" Irrésistible liberté "

A l’automne 1942, Rémi Geslain s’évade pour la... quatrième fois en 18 mois. Il ne sera plus jamais repris. Quelques mois plus tôt, il a pourtant fait partie des 2 000 prisonniers français « récidivistes » expédiés en Ukraine dans le funeste camp de représailles de Rawa Ruska.

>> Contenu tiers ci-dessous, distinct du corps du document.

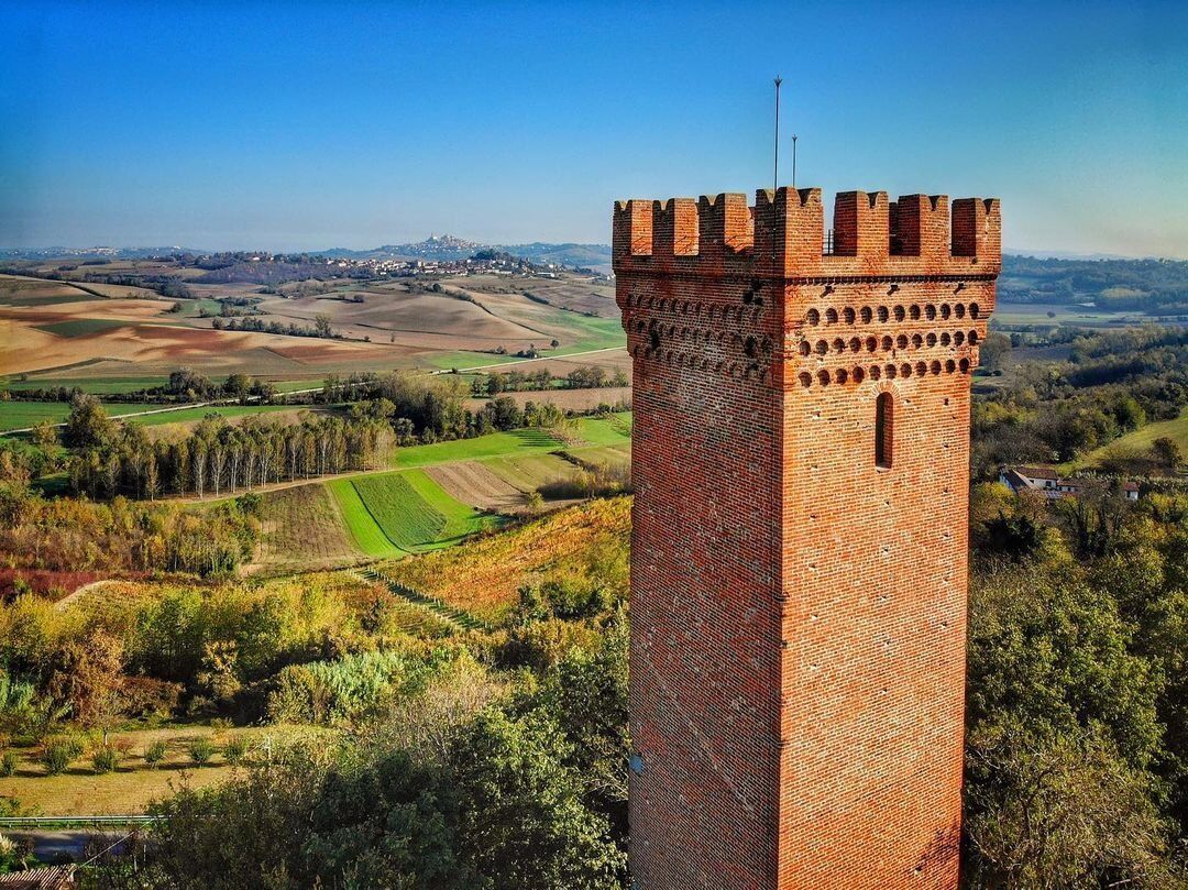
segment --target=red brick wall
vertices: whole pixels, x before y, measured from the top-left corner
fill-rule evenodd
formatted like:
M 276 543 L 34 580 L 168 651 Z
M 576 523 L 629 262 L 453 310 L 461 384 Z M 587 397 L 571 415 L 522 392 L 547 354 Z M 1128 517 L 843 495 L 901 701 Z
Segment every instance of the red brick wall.
M 956 885 L 998 204 L 849 192 L 834 220 L 823 257 L 816 190 L 615 212 L 643 890 Z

« Le 3 septembre 1939, je suis appelé sous les drapeaux pour servir et défendre la France. Lors de la débâcle en juin 1940, je suis fait prisonnier à Forcelles par les troupes allemandes. Très vite je suis envoyé en Allemagne à Herzfeld au Stalag 9A. Nous remplaçons la main d’oeuvre allemande partie sur le front russe. La captivité m’était insupportable et je décide de m’évader en avril 1941. La première chose est de trouver des vêtements civils, ensuite c’est de prendre de quoi se nourrir pour quinze jours car c’est le temps qu’il nous faut pour retourner en France. Au bout de neuf jours, nous manquons de tout, nous avons faim mais le pire est le manque d’eau… A Worms, je me fais arrêter par la Gestapo au moment de voler un vélo.

Retour à la case départ

Au printemps 1941, je suis envoyé dans un camp disciplinaire à Friewald, dans une carrière de pierres. En août de la même année, avec un camarade, on décide de s’évader. Le jour on se planque dans les champs et la nuit on marche. Sur un pont on se fait arrêter par deux sentinelles allemandes qui nous demandent qui nous sommes. « Kriegsgefangener : prisonniers de guerre », leur répondons-nous. Et là rebelote, nous repartons pour un camp disciplinaire, celui de Rawa Ruska en avril 1942. Le trajet dure six jours et six nuits dans des wagons à bestiaux. On arrive épuisés, complètement désorientés à des milliers de kilomètres de la France. En août 1942, avec d’autres camarades, on décide de s’évader par groupes de quatre avant de mourir de fatigue, de faim, de soif. Par chance, nos prédécesseurs ont creusé un tunnel qui sort juste tout près des barbelés dans lesquels un énorme trou a déjà été fait. On pouvait quasiment passer debout.
Rémi Geslain en 1944

Quatre-vingt douze par groupe de quatre

Nous sommes 92 à nous échapper par groupe de quatre, toutes les cinq minutes. Nous partons vers le nord, objectif : la France. Sur le bord de la Vistule, nous embarquons sur un bateau pour Varsovie grâce à l’intervention d’un prêtre polonais. Là nous prenons contact avec la Croix Rouge qui nous fait intégrer un convoi de 15 permissionnaires qui rentrent en France. Et c’est comme ça que 18 jours après avoir quitté le camp, je me retrouve à la Gare du Nord. En France contrôlé par les autorités allemandes, je me fais arrêter en tant qu’évadé de camp, direction Rennes où je reste quelques jours, avant d’être envoyé vers l’Allemagne par le train. De nouveau, échappant à la vigilance des gardes, je saute du train. Muni de faux papiers, je m’appelle à présent Georges Bataille ; je travaille au Comptoir Forestier d’Alençon et ce jusqu’à la Libération. Au moment du Débarquement je suis dans l’Orne. Que de joie quand nous apprenons ce qu’il se passe sur les plages mais aussi que de crainte car nous avons peur que par représailles les autorités allemandes organisent quelques rafles auprès des jeunes ! Alors mon frère et moi, décidons d’aller nous cacher dans la campagne d’Arradon, en attendant que ça se calme. Nous ne sommes revenus qu’après la libération d’Alençon vers la mi-août. Mon seul regret est de n’avoir pu m’engager dans la Résistance quand j’étais dans l’Orne même si s’évader des camps était déjà une forme de résistance. »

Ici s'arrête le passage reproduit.